実際、ヤンが閲覧していた歴史資料などが持ち出されたのは奇跡的と言っていい。

 

だがこの世界線では十分な準備期間の後に、帝国成立前夜にアレイスター・ハイネセンが”長征1万光年(ロンゲスト・マーチ)”を敢行している。

 

しかもその時に使われたのは、”イオン・ファゼカス号”のようなドライアイスで急造した船ではなく、原作より160年前の技術とはいえまともな恒星間航行船で編成された大船団だ。

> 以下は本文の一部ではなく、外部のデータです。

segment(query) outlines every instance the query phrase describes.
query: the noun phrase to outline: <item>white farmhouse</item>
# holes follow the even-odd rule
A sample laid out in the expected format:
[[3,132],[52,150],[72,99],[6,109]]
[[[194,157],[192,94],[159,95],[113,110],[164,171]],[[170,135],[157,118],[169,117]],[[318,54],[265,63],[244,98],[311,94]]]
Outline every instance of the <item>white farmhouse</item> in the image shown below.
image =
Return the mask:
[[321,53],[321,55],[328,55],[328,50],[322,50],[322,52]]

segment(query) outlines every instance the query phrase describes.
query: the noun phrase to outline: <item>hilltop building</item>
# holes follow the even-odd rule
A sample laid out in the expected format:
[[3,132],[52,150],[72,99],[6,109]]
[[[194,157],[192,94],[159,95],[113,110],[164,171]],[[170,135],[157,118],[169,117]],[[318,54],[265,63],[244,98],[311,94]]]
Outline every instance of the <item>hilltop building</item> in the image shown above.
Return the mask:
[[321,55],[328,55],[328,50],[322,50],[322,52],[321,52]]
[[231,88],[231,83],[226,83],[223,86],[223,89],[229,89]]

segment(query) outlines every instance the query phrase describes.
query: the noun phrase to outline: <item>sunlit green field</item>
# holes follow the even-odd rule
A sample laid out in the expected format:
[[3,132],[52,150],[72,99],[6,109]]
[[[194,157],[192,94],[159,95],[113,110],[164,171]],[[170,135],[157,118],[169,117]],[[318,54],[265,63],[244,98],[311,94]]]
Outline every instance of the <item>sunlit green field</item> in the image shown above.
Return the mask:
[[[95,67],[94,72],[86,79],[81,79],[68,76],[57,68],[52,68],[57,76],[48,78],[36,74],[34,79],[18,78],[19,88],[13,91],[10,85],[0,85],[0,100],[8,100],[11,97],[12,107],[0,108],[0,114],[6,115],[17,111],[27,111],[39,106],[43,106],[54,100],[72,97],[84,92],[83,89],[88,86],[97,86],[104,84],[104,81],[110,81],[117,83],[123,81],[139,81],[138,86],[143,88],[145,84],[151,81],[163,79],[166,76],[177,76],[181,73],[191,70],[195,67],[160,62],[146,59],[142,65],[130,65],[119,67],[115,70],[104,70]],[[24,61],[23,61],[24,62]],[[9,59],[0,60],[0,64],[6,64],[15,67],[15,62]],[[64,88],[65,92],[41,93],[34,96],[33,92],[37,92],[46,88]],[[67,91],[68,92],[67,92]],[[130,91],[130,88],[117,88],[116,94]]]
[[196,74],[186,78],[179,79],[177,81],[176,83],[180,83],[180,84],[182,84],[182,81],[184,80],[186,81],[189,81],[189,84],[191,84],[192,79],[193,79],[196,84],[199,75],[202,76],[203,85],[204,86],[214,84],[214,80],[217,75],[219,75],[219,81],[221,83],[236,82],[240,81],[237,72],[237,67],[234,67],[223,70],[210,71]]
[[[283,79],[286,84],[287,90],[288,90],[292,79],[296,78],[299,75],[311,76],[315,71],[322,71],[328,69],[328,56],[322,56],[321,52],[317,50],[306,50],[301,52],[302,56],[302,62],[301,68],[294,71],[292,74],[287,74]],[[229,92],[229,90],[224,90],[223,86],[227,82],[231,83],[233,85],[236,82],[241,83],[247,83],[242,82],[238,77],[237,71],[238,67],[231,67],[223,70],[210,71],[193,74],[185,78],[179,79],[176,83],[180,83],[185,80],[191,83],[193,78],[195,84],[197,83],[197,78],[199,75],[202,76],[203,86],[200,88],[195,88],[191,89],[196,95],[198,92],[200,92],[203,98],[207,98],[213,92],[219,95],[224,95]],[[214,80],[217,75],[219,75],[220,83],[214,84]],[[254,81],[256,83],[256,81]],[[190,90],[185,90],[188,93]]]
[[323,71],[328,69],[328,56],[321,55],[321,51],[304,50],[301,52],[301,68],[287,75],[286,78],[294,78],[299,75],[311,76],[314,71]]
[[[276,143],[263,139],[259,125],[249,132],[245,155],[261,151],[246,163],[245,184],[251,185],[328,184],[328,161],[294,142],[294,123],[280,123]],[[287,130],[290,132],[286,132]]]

人員も10億人もおり、私物まで含めれば持ち出し可能だった銀河連邦時代の情報は、それこそ原作と比べるほうが馬鹿馬鹿しいほどだろう。

 

そして無事にその持ち出された情報の一つが、”のっぽのサリー”……それも西暦1970年のロイヤル・アルバート・ホールで演奏された幻の”Led(レッド) Zeppelin(ツェッペリン)”バージョンだったという訳だ。

 

 

 

もはやコルプトの処理能力は、”雑音”に掻き乱され今にも限界突破しそうだった。

 

(な、なんなのだ……こやつらは……)

 

「なぜ、こうなるのだ!?」

 

コルプトは心底、主神オーディンを呪った。

自分はただ貴族の嗜みとして人狩りを楽しみたいだけだったのに……と。

 

コルプトにとり、自由惑星同盟を名乗る叛徒は、ただ自分達”高貴なる者”に媚び諂い、命乞いをする存在でなければならないのだ。

それがコルプトにとっての摂理であった。

 

だが、現実はどうだ?

次々と沈められているのは、自分の艦隊だ。

コルプトには、同盟その物が得体の知れない怪物のように思えてならなかった。

 

結局、コルプトはその長くはない生涯において、”この戦争”がなんなのかを理解することはなかった。

 

 

 

「ぜ、()()反転せよ!!」

 

そして恐慌の中で下されたの最悪の命令。

 

「しかし閣下……」

 

「口答えするな! これは撤退ではない!! 一度引いて態勢を整えるのだ!!」

 

だが、やはりコルプトは戦争を理解してない。

もう敵艦隊が自艦隊と接触し、近接艦隊戦になってる最中、そんな命令を出せばどうなるかということを……

 

 

 

「直撃、来ますっ!!」

 

「ば、ばかなぁぁぁぁーーーーーーっ!!?」

 

 

 

 

 

 

 

 

 

 

 

 




やっぱりトラディショナル・ロックのスタンダード・ナンバーは熱い!(挨拶

銀英伝と言えクラッシックですが、原作のリンチ少将もある意味、ロックな生き方したと思うんですよ。
アルコール依存症で最後は裏切り者として死ぬなんて、まさにある種のロックのような退廃的な生き様ですから。

この作品のリンチ少将は、別の意味でロック的、まさに魂の奥までロック魂な”火の玉ロック親父”を目指してみました(^^

実はこの世界の同盟が引き継いだ”地球から脈々と受け継がれた膨大な情報”は、多くのサブカルも含んでいて、歴史に多くの影響を及ぼしたみたいですよ?